SUMMARY OF THE INVENTION It is an object of the present invention to provide a method in which an anchorage-dependent animal cell is frozen on a culture surface together with an incubator in a cultivated state extending on the culture surface. A cell incubator equipped with anchorage-dependent animal cells that can be used for experiments with cells, does not peel off when thawing, and does not interfere with optical measurements. It is to provide at low cost.

Claims (3)

[Claims] (1) culturing an anchorage-dependent animal cell on an incubator culture surface, (2) removing a medium, (1) cooling to a temperature within a range of 0 to 10 ° C., and (2) controlling a cooling temperature.
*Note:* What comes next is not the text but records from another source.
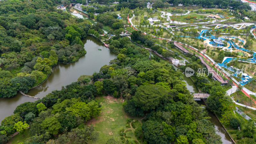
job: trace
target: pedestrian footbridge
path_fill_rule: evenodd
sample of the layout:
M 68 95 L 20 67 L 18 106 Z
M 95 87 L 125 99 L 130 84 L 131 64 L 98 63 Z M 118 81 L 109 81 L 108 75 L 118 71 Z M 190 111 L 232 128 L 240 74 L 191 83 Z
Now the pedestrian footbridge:
M 206 99 L 210 95 L 210 94 L 206 93 L 190 93 L 190 94 L 193 95 L 194 99 Z

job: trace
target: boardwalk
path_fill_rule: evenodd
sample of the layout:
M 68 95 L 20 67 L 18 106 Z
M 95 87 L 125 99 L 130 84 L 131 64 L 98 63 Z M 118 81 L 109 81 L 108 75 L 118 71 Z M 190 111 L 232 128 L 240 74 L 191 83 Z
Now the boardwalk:
M 29 97 L 29 98 L 34 98 L 34 99 L 42 99 L 42 98 L 38 98 L 37 97 L 32 97 L 32 96 L 27 95 L 27 94 L 23 93 L 23 92 L 22 92 L 21 91 L 20 91 L 20 93 L 21 93 L 21 94 L 22 94 L 22 95 L 24 95 L 24 96 L 26 96 L 27 97 Z
M 195 93 L 193 94 L 193 98 L 196 99 L 207 99 L 210 95 L 210 94 L 209 93 Z

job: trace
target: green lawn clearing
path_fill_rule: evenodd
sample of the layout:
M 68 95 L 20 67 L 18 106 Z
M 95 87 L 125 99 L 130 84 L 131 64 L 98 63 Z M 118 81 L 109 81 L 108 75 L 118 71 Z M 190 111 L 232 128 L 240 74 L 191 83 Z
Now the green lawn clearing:
M 256 108 L 256 104 L 253 102 L 251 99 L 247 97 L 242 92 L 240 91 L 237 91 L 230 95 L 235 98 L 236 101 L 238 100 L 238 103 L 251 107 Z
M 135 118 L 129 116 L 124 112 L 122 106 L 123 99 L 108 96 L 97 98 L 96 100 L 102 106 L 101 112 L 97 118 L 88 121 L 87 124 L 88 125 L 93 125 L 95 130 L 99 133 L 99 139 L 96 142 L 89 143 L 106 143 L 108 140 L 112 137 L 119 144 L 122 143 L 121 139 L 124 140 L 123 142 L 127 140 L 138 142 L 134 134 L 135 129 L 131 127 L 129 128 L 133 121 L 127 123 L 130 126 L 126 128 L 127 119 L 129 118 L 132 120 Z M 139 118 L 138 119 L 140 120 Z M 136 123 L 135 125 L 138 124 Z M 124 129 L 127 135 L 120 136 L 119 133 L 122 129 Z
M 27 138 L 31 137 L 29 135 L 29 129 L 27 129 L 23 134 L 18 134 L 11 138 L 8 144 L 16 144 L 23 142 Z

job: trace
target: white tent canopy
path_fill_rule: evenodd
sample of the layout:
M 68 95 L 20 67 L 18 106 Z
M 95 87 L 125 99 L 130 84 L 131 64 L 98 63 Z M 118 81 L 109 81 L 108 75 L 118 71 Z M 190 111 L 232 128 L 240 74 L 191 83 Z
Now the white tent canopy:
M 243 73 L 243 74 L 242 74 L 242 76 L 248 76 L 248 75 L 246 74 L 245 73 Z

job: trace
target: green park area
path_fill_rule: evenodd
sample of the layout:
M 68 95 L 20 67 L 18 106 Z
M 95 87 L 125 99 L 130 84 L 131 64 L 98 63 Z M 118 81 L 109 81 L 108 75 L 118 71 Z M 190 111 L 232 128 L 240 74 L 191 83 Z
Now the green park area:
M 93 125 L 95 131 L 99 133 L 99 139 L 93 143 L 105 143 L 110 138 L 113 138 L 118 143 L 124 143 L 126 140 L 135 140 L 137 143 L 141 143 L 134 134 L 135 129 L 141 125 L 141 120 L 129 116 L 121 108 L 123 100 L 111 96 L 97 99 L 102 106 L 101 112 L 97 118 L 93 118 L 86 123 L 88 125 Z
M 234 100 L 238 102 L 245 105 L 256 108 L 256 104 L 254 102 L 253 99 L 247 97 L 240 91 L 237 91 L 231 94 L 230 96 L 234 97 Z

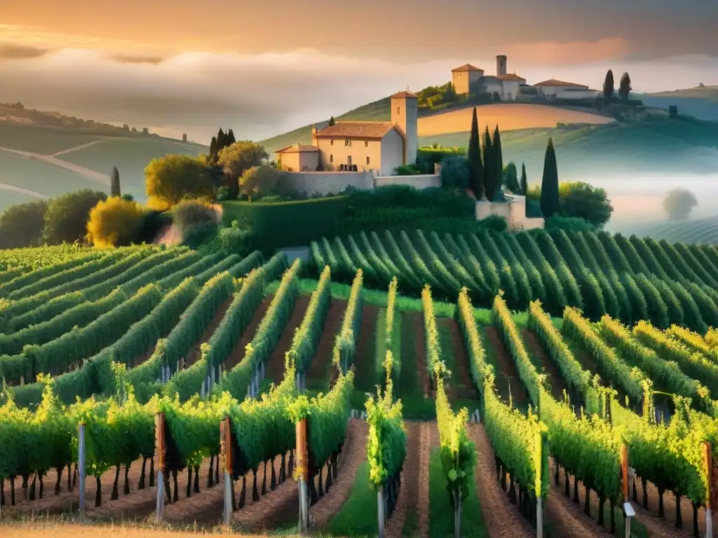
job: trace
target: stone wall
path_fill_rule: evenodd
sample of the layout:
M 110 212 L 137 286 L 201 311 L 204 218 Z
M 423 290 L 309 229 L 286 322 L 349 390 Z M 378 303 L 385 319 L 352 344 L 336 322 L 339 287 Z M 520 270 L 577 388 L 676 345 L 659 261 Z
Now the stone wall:
M 476 219 L 480 220 L 495 214 L 503 217 L 508 223 L 510 230 L 533 230 L 543 228 L 544 219 L 526 217 L 526 197 L 518 194 L 505 194 L 506 202 L 476 202 Z
M 373 185 L 375 188 L 389 185 L 408 185 L 421 190 L 441 187 L 442 176 L 437 174 L 419 176 L 377 176 L 374 178 Z
M 330 194 L 340 194 L 348 187 L 360 190 L 374 188 L 371 172 L 279 172 L 276 181 L 277 192 L 302 192 L 307 196 L 319 193 L 322 196 Z

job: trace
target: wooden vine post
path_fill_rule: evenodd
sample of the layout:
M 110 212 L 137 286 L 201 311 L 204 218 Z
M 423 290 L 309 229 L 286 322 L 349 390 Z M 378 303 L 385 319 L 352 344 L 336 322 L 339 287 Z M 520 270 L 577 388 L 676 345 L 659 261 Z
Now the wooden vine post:
M 157 461 L 157 506 L 155 516 L 162 519 L 164 509 L 164 472 L 167 462 L 167 445 L 164 438 L 164 413 L 159 412 L 154 417 L 154 457 Z
M 299 532 L 309 529 L 309 504 L 307 453 L 307 419 L 297 423 L 297 450 L 294 456 L 294 473 L 299 486 Z
M 703 443 L 705 469 L 708 476 L 708 501 L 706 503 L 706 538 L 713 538 L 713 511 L 718 495 L 718 469 L 713 468 L 713 447 L 710 441 Z
M 224 524 L 232 522 L 232 424 L 229 417 L 220 423 L 220 453 L 224 462 Z

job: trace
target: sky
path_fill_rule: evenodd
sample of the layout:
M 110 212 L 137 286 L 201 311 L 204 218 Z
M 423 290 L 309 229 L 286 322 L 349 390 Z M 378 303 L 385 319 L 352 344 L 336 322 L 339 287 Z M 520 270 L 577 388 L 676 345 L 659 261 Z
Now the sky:
M 0 0 L 0 101 L 261 139 L 495 56 L 529 84 L 718 85 L 715 0 Z

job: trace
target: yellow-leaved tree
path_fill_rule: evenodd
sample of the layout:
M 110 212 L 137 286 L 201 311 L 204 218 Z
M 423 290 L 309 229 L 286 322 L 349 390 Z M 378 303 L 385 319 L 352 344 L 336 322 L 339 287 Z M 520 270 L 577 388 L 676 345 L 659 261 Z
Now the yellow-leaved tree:
M 88 240 L 98 248 L 128 245 L 136 237 L 144 221 L 144 210 L 136 202 L 108 198 L 90 212 Z

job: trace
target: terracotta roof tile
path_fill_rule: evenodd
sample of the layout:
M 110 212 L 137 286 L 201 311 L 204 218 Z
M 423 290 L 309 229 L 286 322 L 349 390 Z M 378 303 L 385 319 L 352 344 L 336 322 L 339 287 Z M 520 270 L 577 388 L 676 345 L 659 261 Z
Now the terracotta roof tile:
M 407 97 L 414 98 L 414 99 L 419 99 L 419 95 L 417 95 L 416 93 L 411 93 L 411 92 L 398 92 L 397 93 L 395 93 L 393 95 L 390 95 L 390 97 L 392 99 L 394 99 L 396 98 L 402 98 Z
M 483 70 L 479 67 L 475 67 L 471 64 L 465 64 L 464 65 L 462 65 L 460 67 L 457 67 L 456 69 L 452 70 L 452 72 L 454 71 L 483 71 Z
M 523 80 L 523 82 L 526 81 L 526 79 L 523 78 L 523 77 L 519 77 L 516 73 L 508 73 L 508 75 L 499 75 L 496 78 L 499 79 L 500 80 L 516 80 L 517 82 L 521 82 L 521 80 Z
M 533 85 L 538 88 L 542 86 L 571 86 L 573 88 L 583 88 L 588 89 L 588 86 L 584 86 L 582 84 L 574 84 L 574 82 L 567 82 L 563 80 L 556 80 L 555 78 L 549 78 L 548 80 L 544 80 L 542 82 L 538 82 Z
M 332 126 L 317 131 L 317 138 L 384 138 L 394 128 L 390 121 L 337 121 Z
M 307 151 L 319 151 L 319 148 L 316 146 L 307 146 L 306 144 L 293 144 L 284 149 L 275 151 L 276 154 L 299 154 Z

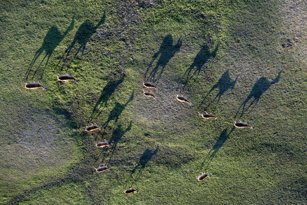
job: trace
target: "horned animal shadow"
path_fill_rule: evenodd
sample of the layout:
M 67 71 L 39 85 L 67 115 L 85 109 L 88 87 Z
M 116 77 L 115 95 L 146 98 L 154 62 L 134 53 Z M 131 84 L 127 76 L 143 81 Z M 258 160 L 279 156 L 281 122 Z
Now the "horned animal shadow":
M 131 170 L 131 174 L 127 180 L 126 180 L 125 183 L 125 187 L 128 185 L 127 184 L 129 182 L 130 180 L 132 178 L 132 175 L 136 171 L 138 170 L 138 171 L 134 178 L 134 179 L 132 180 L 131 182 L 130 186 L 133 186 L 133 184 L 140 178 L 146 164 L 152 158 L 153 156 L 157 153 L 158 150 L 159 146 L 158 146 L 154 150 L 146 149 L 144 151 L 142 156 L 141 156 L 141 158 L 140 158 L 140 160 L 139 161 L 138 164 L 134 167 L 133 169 Z
M 260 79 L 257 80 L 257 82 L 254 84 L 253 88 L 251 91 L 251 92 L 248 95 L 248 96 L 247 96 L 247 98 L 244 101 L 244 102 L 242 103 L 241 106 L 240 106 L 240 107 L 238 109 L 237 113 L 236 113 L 235 118 L 236 118 L 237 115 L 238 115 L 239 111 L 241 109 L 241 107 L 243 107 L 242 109 L 242 112 L 241 112 L 241 114 L 239 117 L 239 118 L 242 117 L 242 115 L 251 106 L 255 104 L 255 105 L 252 107 L 251 111 L 250 111 L 250 112 L 256 106 L 256 105 L 257 104 L 257 103 L 259 101 L 259 99 L 260 99 L 260 98 L 261 97 L 262 94 L 268 89 L 270 88 L 271 86 L 278 82 L 279 81 L 279 78 L 280 78 L 280 74 L 282 71 L 282 70 L 280 71 L 278 73 L 278 75 L 275 78 L 275 79 L 272 80 L 270 82 L 268 81 L 266 78 L 264 77 L 261 77 Z M 254 100 L 251 102 L 251 103 L 248 106 L 248 107 L 245 109 L 245 107 L 246 105 L 246 104 L 253 97 L 254 97 Z
M 180 47 L 182 44 L 182 40 L 180 38 L 178 39 L 176 44 L 174 45 L 173 45 L 173 36 L 171 34 L 168 34 L 164 38 L 159 50 L 154 55 L 153 59 L 149 64 L 149 66 L 144 75 L 144 78 L 146 78 L 147 74 L 151 67 L 154 61 L 161 54 L 156 66 L 153 69 L 147 78 L 147 81 L 151 81 L 153 82 L 159 80 L 166 64 L 175 54 L 180 50 Z M 156 74 L 160 67 L 161 72 L 159 76 L 155 79 Z
M 40 56 L 43 53 L 44 51 L 45 51 L 46 54 L 45 57 L 43 58 L 41 62 L 35 70 L 33 74 L 33 75 L 32 77 L 32 79 L 34 77 L 34 75 L 39 70 L 40 67 L 41 65 L 44 62 L 44 60 L 46 57 L 48 56 L 47 60 L 45 64 L 45 66 L 43 69 L 41 75 L 41 78 L 38 79 L 41 79 L 43 77 L 43 74 L 45 71 L 45 69 L 47 66 L 48 62 L 49 61 L 49 59 L 51 55 L 51 54 L 53 52 L 54 49 L 59 45 L 59 44 L 62 42 L 64 39 L 66 35 L 68 33 L 68 32 L 72 30 L 74 28 L 74 25 L 75 24 L 74 17 L 72 18 L 72 22 L 70 23 L 68 28 L 66 30 L 63 34 L 61 34 L 61 32 L 58 29 L 56 26 L 52 26 L 47 32 L 45 38 L 44 39 L 44 41 L 43 42 L 43 44 L 41 47 L 39 48 L 35 53 L 34 57 L 32 59 L 32 61 L 29 66 L 29 67 L 26 72 L 25 75 L 25 78 L 26 80 L 28 79 L 29 75 L 31 72 L 31 70 L 33 66 L 33 65 L 35 63 L 37 58 Z
M 62 65 L 59 71 L 59 72 L 60 72 L 63 70 L 64 67 L 65 66 L 68 67 L 68 69 L 66 70 L 66 72 L 67 72 L 68 68 L 69 67 L 75 59 L 76 59 L 77 60 L 76 63 L 77 66 L 75 68 L 74 70 L 74 72 L 76 72 L 76 70 L 80 63 L 80 59 L 83 55 L 84 53 L 85 50 L 86 44 L 90 40 L 92 36 L 96 32 L 96 30 L 99 28 L 99 26 L 104 23 L 105 19 L 105 13 L 104 13 L 103 16 L 96 26 L 93 25 L 88 19 L 86 20 L 80 25 L 78 30 L 76 32 L 72 42 L 65 51 L 65 53 L 66 53 L 66 56 L 64 57 L 64 56 L 65 55 L 65 54 L 64 54 L 62 57 L 62 58 L 63 59 L 63 62 L 61 63 Z M 77 44 L 78 44 L 77 47 L 76 46 Z M 70 59 L 69 62 L 66 63 L 66 61 L 68 61 L 68 58 L 70 57 L 69 53 L 73 48 L 75 48 L 76 47 L 77 48 L 76 49 L 76 52 L 73 54 L 72 57 L 71 57 L 71 59 Z M 81 52 L 80 56 L 79 57 L 77 57 L 77 55 L 80 52 Z M 56 69 L 58 66 L 61 60 L 59 61 L 56 66 L 55 68 L 54 71 L 55 71 Z
M 225 141 L 227 140 L 227 138 L 228 138 L 228 137 L 232 132 L 234 129 L 234 127 L 233 127 L 230 131 L 229 132 L 229 133 L 228 134 L 227 134 L 227 128 L 225 128 L 223 130 L 223 131 L 222 131 L 222 132 L 221 133 L 220 136 L 219 136 L 219 138 L 218 138 L 217 140 L 216 140 L 216 142 L 215 143 L 214 146 L 213 146 L 212 148 L 209 151 L 208 154 L 207 154 L 206 158 L 205 158 L 205 160 L 204 160 L 204 162 L 201 164 L 200 168 L 202 168 L 205 163 L 207 162 L 207 166 L 204 170 L 207 170 L 208 166 L 210 164 L 211 161 L 212 160 L 212 159 L 213 157 L 214 157 L 214 156 L 216 154 L 216 153 L 219 151 L 220 148 L 223 146 Z M 207 160 L 207 159 L 208 159 L 208 160 Z
M 130 123 L 128 127 L 125 130 L 122 129 L 122 126 L 121 124 L 119 125 L 116 129 L 113 131 L 112 133 L 112 135 L 111 137 L 111 139 L 109 140 L 109 143 L 112 145 L 112 147 L 110 148 L 106 148 L 104 152 L 103 157 L 103 158 L 102 162 L 103 162 L 105 158 L 106 157 L 107 151 L 108 149 L 111 149 L 111 153 L 110 157 L 109 159 L 109 161 L 111 161 L 112 159 L 113 154 L 116 149 L 117 143 L 121 139 L 125 133 L 127 132 L 131 129 L 131 127 L 132 127 L 132 121 L 130 121 Z
M 201 69 L 205 63 L 209 59 L 215 57 L 219 45 L 218 45 L 216 46 L 214 50 L 212 52 L 210 52 L 209 48 L 207 45 L 204 45 L 203 46 L 196 55 L 192 65 L 185 71 L 183 77 L 181 79 L 181 83 L 184 85 L 182 89 L 183 90 L 184 90 L 185 86 L 188 84 L 190 79 L 193 78 L 195 74 L 198 75 L 199 74 Z M 194 69 L 195 69 L 195 71 L 191 74 L 192 70 Z M 177 87 L 176 90 L 178 89 Z
M 109 117 L 108 118 L 108 119 L 105 122 L 103 125 L 103 127 L 104 126 L 105 129 L 106 127 L 108 125 L 108 124 L 109 124 L 109 123 L 111 120 L 115 120 L 115 123 L 116 123 L 117 122 L 117 120 L 118 119 L 119 117 L 119 115 L 120 115 L 122 112 L 122 111 L 125 109 L 125 108 L 126 107 L 126 106 L 128 105 L 128 103 L 129 103 L 129 102 L 133 99 L 133 97 L 134 95 L 134 89 L 132 93 L 131 94 L 131 95 L 130 96 L 130 97 L 124 104 L 121 104 L 120 103 L 119 103 L 118 102 L 116 103 L 114 108 L 113 108 L 113 109 L 110 112 L 110 114 L 109 115 Z M 101 113 L 101 112 L 100 112 Z M 99 115 L 99 114 L 98 115 Z
M 88 122 L 92 121 L 94 117 L 94 115 L 97 112 L 103 105 L 105 107 L 107 106 L 108 100 L 110 98 L 112 94 L 116 90 L 116 88 L 123 81 L 125 75 L 124 74 L 122 76 L 119 80 L 112 80 L 109 81 L 107 84 L 101 92 L 101 94 L 98 101 L 96 102 L 94 107 L 92 113 L 88 119 Z
M 206 108 L 207 108 L 217 98 L 217 100 L 216 102 L 215 107 L 213 109 L 213 111 L 214 111 L 215 110 L 216 108 L 216 105 L 219 103 L 219 101 L 220 101 L 220 98 L 222 95 L 224 94 L 224 93 L 228 90 L 230 89 L 232 90 L 235 87 L 235 85 L 237 82 L 238 77 L 239 75 L 237 76 L 235 79 L 231 82 L 231 80 L 230 79 L 230 77 L 229 77 L 229 72 L 226 71 L 224 72 L 219 79 L 219 81 L 215 85 L 213 86 L 209 92 L 207 94 L 207 95 L 204 98 L 204 99 L 201 102 L 201 103 L 202 103 L 206 100 L 208 96 L 210 94 L 213 90 L 216 88 L 218 88 L 219 90 L 219 93 L 216 94 L 214 99 L 211 101 L 209 103 L 206 103 L 207 106 Z

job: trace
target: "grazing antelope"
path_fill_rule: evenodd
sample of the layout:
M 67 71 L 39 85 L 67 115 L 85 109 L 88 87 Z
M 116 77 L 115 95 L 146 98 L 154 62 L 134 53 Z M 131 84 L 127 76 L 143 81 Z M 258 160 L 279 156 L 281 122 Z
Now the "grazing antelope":
M 146 82 L 145 81 L 143 81 L 142 82 L 143 83 L 143 85 L 144 86 L 147 88 L 154 88 L 156 90 L 155 90 L 155 91 L 157 90 L 158 90 L 156 87 L 156 86 L 154 85 L 153 84 L 150 82 Z
M 189 104 L 189 105 L 190 105 L 192 103 L 189 102 L 189 101 L 188 100 L 188 99 L 185 97 L 183 97 L 183 95 L 178 95 L 177 94 L 175 94 L 177 95 L 177 97 L 176 97 L 176 98 L 177 100 L 180 101 L 181 102 L 186 102 L 187 103 L 188 103 Z
M 248 125 L 247 122 L 246 121 L 245 123 L 242 123 L 241 120 L 240 121 L 240 122 L 239 121 L 234 121 L 234 122 L 235 122 L 235 127 L 239 127 L 239 128 L 249 127 L 251 130 L 252 130 L 255 127 Z
M 134 189 L 135 188 L 131 188 L 130 189 L 126 189 L 124 190 L 124 192 L 125 194 L 131 194 L 131 193 L 133 193 L 135 191 L 137 194 L 139 190 L 137 190 Z
M 212 115 L 212 113 L 210 113 L 210 114 L 208 114 L 207 112 L 205 112 L 206 113 L 205 114 L 204 114 L 204 113 L 201 113 L 200 114 L 199 112 L 198 112 L 198 114 L 200 115 L 202 117 L 203 117 L 203 118 L 205 118 L 206 119 L 209 119 L 210 118 L 215 118 L 215 120 L 216 120 L 217 119 L 219 118 L 215 116 L 214 115 Z
M 101 167 L 101 165 L 103 165 L 102 167 Z M 93 167 L 94 167 L 94 169 L 96 170 L 96 171 L 97 172 L 102 172 L 103 171 L 104 171 L 106 170 L 109 170 L 109 171 L 110 171 L 111 170 L 112 170 L 112 168 L 108 168 L 107 167 L 107 166 L 108 166 L 107 164 L 106 165 L 105 164 L 101 164 L 99 166 L 99 167 L 96 169 L 93 166 Z
M 207 174 L 206 174 L 205 172 L 205 171 L 203 173 L 202 172 L 200 172 L 200 173 L 201 173 L 201 175 L 197 177 L 197 179 L 198 180 L 198 181 L 202 181 L 207 177 L 209 177 L 209 178 L 211 179 L 210 178 L 210 177 L 212 175 Z
M 144 89 L 143 89 L 143 91 L 144 92 L 144 95 L 145 96 L 147 96 L 148 97 L 151 97 L 154 98 L 154 100 L 157 100 L 157 98 L 156 98 L 154 95 L 154 94 L 150 92 L 149 92 L 148 91 L 145 91 L 144 90 Z
M 102 127 L 98 127 L 95 123 L 93 125 L 91 123 L 90 123 L 92 124 L 92 125 L 87 126 L 87 125 L 88 124 L 88 123 L 87 123 L 87 124 L 86 125 L 86 127 L 85 128 L 85 131 L 87 132 L 90 132 L 96 129 L 99 129 L 99 130 L 101 130 L 101 128 Z
M 25 79 L 24 81 L 25 83 L 25 87 L 27 89 L 36 89 L 36 88 L 41 87 L 44 89 L 44 91 L 45 91 L 49 88 L 48 87 L 45 87 L 40 83 L 39 82 L 41 80 L 39 80 L 38 82 L 35 82 L 34 80 L 33 82 L 25 82 Z
M 58 80 L 60 81 L 68 81 L 69 80 L 73 80 L 75 81 L 75 84 L 80 80 L 75 79 L 75 78 L 74 78 L 73 74 L 68 75 L 61 75 L 60 73 L 59 74 L 60 75 L 58 75 L 54 73 L 53 73 L 56 75 L 56 76 L 57 77 Z
M 104 141 L 103 142 L 99 142 L 98 143 L 95 143 L 95 144 L 96 145 L 96 147 L 104 147 L 106 146 L 107 146 L 108 147 L 109 147 L 112 146 L 112 145 L 108 143 L 108 141 L 106 139 L 105 139 Z

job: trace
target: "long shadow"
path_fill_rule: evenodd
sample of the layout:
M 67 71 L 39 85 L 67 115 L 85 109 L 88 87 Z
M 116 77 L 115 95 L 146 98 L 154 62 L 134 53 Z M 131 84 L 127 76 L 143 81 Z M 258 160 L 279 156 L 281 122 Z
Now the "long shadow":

A method for producing a cell incubator with cells, comprising at least the steps of exchanging and leaving a cryoprotectant-containing cryoprotectant while keeping the temperature, and (3) further cooling and freezing the cells. 2. The method according to claim 1, wherein the cryoprotectant is dimethyl sulfoxide. 3. The cell incubator according to claim 1 or 2, wherein the culture is started at a temperature of 10 ° C. or lower when starting the culture.
A method for using a cell incubator with cells, further comprising removing a freezing medium at a temperature of 10 ° C. or lower, and then adding a culture medium to start culturing.